On January 22, 2026, the divestiture was finalized, and a new U.S.-based joint venture assumed operation of the U.S. application. Although the divestiture has been completed, certain aspects of the transaction could be subject to future governmental review or litigation. Further, it is difficult to predict whether any future legislative, regulatory or judicial actions, including those that may be brought against the Executive Orders, will be successful. There is no assurance that we will not be exposed to liability, and we may face significant fines, litigation, indemnification claims, negative publicity, reputational harm, diversion of management attention, interruptions in our operations, financial loss and other similar harms by continuing to provide services to this customer.
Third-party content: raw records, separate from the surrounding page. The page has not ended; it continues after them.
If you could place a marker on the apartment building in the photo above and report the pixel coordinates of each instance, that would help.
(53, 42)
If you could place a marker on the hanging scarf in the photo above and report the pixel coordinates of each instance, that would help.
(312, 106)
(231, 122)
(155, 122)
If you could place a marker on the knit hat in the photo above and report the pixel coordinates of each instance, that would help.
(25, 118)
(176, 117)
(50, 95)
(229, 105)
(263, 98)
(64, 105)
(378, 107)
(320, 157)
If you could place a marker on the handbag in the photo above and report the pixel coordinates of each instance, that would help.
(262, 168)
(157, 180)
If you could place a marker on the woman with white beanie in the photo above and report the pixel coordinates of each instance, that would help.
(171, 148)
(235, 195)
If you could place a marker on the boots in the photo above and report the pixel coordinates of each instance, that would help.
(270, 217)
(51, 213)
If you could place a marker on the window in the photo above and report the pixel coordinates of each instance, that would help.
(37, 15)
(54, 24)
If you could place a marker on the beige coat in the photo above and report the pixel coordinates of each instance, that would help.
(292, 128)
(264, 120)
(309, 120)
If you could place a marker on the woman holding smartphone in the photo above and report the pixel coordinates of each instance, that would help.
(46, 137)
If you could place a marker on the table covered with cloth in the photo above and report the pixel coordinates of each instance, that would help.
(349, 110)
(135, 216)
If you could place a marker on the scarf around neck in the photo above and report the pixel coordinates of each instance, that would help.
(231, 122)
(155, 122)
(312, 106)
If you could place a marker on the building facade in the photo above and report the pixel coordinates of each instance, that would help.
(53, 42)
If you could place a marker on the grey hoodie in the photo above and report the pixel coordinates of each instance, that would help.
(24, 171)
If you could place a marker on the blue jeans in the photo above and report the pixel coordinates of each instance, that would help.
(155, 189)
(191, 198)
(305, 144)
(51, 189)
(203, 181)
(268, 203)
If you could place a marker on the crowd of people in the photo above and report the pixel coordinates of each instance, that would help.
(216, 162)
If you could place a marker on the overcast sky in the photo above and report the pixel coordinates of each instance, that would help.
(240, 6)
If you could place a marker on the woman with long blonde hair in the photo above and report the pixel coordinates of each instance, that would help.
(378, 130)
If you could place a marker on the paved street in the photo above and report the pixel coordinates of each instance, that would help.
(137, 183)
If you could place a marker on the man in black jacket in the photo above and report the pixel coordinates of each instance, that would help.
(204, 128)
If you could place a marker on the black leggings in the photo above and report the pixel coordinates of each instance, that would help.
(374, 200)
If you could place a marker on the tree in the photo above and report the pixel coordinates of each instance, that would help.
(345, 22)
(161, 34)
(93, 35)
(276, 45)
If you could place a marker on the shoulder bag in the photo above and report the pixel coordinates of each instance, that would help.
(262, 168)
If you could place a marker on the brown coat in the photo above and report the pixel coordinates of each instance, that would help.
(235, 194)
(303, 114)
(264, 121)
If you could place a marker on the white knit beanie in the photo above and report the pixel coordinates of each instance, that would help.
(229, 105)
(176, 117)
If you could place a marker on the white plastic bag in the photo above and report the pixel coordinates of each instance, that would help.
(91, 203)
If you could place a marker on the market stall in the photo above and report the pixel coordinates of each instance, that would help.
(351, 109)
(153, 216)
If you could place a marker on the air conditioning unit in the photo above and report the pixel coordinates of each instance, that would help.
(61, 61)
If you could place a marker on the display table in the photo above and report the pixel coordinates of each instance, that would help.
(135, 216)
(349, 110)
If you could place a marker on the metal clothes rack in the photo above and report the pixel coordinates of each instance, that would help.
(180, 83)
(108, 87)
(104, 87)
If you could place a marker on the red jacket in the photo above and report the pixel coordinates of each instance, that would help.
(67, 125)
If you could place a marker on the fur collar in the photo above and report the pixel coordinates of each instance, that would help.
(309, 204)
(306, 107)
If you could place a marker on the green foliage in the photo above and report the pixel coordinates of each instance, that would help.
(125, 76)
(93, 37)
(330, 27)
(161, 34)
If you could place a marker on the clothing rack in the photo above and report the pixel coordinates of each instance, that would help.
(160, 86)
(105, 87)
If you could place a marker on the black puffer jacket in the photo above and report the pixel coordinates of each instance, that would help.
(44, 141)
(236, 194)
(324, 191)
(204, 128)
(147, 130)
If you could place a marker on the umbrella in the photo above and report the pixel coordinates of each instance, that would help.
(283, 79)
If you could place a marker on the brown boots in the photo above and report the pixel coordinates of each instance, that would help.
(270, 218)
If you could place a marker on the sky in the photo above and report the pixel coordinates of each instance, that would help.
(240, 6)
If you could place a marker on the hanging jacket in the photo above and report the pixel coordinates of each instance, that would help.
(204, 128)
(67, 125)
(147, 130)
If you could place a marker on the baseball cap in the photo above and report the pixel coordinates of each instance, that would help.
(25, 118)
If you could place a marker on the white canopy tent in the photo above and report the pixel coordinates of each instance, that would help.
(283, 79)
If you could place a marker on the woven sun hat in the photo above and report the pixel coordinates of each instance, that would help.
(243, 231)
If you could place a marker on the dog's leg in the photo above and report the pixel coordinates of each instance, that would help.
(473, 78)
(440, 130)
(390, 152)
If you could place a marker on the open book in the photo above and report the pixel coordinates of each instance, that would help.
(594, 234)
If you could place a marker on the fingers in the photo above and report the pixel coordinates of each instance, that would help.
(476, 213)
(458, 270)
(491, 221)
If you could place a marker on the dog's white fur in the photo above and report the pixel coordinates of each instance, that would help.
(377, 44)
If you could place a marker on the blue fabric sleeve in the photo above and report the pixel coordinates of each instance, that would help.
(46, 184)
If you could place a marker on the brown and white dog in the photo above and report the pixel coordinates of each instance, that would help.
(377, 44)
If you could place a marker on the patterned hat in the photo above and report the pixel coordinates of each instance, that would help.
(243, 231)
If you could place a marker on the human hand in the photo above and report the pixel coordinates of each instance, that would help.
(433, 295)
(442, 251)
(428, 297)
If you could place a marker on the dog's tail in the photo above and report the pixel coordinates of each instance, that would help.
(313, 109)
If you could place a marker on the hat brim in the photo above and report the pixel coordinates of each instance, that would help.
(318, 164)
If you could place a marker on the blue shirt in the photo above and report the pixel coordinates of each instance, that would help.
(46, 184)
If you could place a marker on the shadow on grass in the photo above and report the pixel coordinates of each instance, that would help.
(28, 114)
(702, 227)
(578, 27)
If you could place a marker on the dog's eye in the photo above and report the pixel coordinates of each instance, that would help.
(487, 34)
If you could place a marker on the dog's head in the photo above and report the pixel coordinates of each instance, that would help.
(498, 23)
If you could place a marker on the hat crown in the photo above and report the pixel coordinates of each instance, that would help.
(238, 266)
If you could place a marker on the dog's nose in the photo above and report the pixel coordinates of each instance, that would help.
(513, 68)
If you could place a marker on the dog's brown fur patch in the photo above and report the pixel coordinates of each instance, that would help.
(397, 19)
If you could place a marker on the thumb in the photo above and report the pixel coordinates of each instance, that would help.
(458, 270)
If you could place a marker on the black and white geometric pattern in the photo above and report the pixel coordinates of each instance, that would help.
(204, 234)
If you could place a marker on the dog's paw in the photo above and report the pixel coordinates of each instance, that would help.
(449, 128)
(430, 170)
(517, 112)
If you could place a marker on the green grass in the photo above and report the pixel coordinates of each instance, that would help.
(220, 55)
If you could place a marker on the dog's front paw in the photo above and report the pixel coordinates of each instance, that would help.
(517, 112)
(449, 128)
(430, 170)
In addition, enactment and expansion of laws related to the use of AI and machine learning in our operations and increased regulation of cloud service providers also could increase the costs of doing business, subject us to potential liability or regulatory risk and introduce other disadvantages to our business, including brand or reputational harm. U.S. states have advanced and, in some cases, enacted numerous AI governance laws, creating a complicated legislative patchwork that may be litigated in state and federal courts, notwithstanding a December 2025 executive order endorsing a federal moratorium on enforcement of state AI laws. In Europe, the EU began implementing the Artificial Intelligence Act (the "AI Act") on August 1, 2024, with significant provisions scheduled to take effect in August 2026. The AI Act, which may be amended as part of the EU's Digital Omnibus, imposes significant obligations on providers and deployers of high-risk AI systems, and non-compliance can lead to substantial fines. If we develop or use AI systems governed by these laws or regulations, we may face burdensome and costly compliance obligations relating to data quality, transparency, human oversight, and ethical and administrative requirements, as well as significant enforcement actions or litigation in the event of any perceived non-compliance. Interpretations of laws or regulations that would subject us to regulatory enforcement actions, supervision or, alternatively, require us to exit a line of business or a country, could lead to the loss of significant revenues and have a negative impact on the quality of our solutions. Engineering efforts to build new capabilities to facilitate compliance with law enforcement access requirements, content access restrictions or other regulations could require us to take on substantial expenses and divert engineering resources from other projects. These circumstances could harm our profitability.